Horace came to a stop and stared at Puff, tipping his head to the side so far he almost fell over. “You dummy, it’s upside down!” He snatched the map and turned it around.

“Why’d you do that? Now we have to go back the other way!” Fluff smacked his brother slipper with his ear and flipped around. “And look there!” He pointed upward where a colorful rainbow hung in the sky.

The threesome already knew their destination was the end of that rainbow.

“We’ve got to get there before someone else finds it and demands the leprechaun give up his gold.” Horace rubbed his claws in gleeful anticipation. He already had plans for his share. Big screen Hi Def TV topped the list.

“How do we know he even has a pot of gold?” Fluff asked, starting to slow down.
”Because if someone gets the gold, the rainbow disappears,” Horace told him.

“Are you sure? My feet hurt!”

“We don’t have feet, dork.” Puff hip checked Fluff.

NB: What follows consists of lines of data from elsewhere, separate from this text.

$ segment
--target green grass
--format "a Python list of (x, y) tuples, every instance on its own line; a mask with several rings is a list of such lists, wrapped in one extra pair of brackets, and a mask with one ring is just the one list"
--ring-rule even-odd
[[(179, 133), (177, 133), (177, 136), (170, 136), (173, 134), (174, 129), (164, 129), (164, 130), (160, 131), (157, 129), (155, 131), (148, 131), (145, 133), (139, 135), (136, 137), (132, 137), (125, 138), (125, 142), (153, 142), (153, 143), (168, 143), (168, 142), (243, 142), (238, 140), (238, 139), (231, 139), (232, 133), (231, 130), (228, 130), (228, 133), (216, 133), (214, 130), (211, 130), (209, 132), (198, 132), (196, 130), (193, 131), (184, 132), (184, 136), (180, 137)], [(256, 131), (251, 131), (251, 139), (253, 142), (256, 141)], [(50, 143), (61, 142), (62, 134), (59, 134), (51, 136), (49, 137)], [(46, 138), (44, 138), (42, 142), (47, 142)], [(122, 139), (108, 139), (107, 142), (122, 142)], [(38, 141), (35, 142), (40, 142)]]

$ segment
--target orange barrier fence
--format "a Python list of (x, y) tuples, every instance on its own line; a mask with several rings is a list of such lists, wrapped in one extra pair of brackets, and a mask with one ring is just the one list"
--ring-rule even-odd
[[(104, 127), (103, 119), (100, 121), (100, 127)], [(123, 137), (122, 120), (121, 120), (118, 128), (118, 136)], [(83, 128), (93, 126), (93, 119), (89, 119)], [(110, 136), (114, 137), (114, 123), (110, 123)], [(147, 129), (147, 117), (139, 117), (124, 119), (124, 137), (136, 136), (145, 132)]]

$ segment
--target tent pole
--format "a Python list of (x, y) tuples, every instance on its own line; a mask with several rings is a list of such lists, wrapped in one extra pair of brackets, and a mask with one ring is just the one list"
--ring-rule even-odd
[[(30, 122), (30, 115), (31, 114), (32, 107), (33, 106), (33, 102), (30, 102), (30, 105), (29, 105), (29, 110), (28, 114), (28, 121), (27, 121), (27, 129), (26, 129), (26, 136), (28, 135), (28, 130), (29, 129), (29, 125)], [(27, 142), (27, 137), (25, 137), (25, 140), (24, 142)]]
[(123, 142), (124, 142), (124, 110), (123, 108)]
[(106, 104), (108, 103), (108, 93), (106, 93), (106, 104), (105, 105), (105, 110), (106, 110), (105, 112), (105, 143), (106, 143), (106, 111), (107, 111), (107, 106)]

“Doesn’t matter, something hurts. And there’s rocks here,” he whined.

“Quiet. We’re getting closer and we don’t want the leprechaun to hear us,” Horace warned them. He began to wish he’d done this hunt on his own. But he needed Fluff and Puff’s magick along with his own just to get them to the Emerald Isle. Maybe he wouldn’t have to split the gold three ways. Rabbits can’t count all that well, can they? He vowed to keep a mega gargoyle share.

Lilting sounds of a flute reached Fluff and Puff’s ears first. They mined shushing Horace and the trio fanned out along the path finally reaching the center of the forest where they came upon a small glade covered in perfect four leaf clovers.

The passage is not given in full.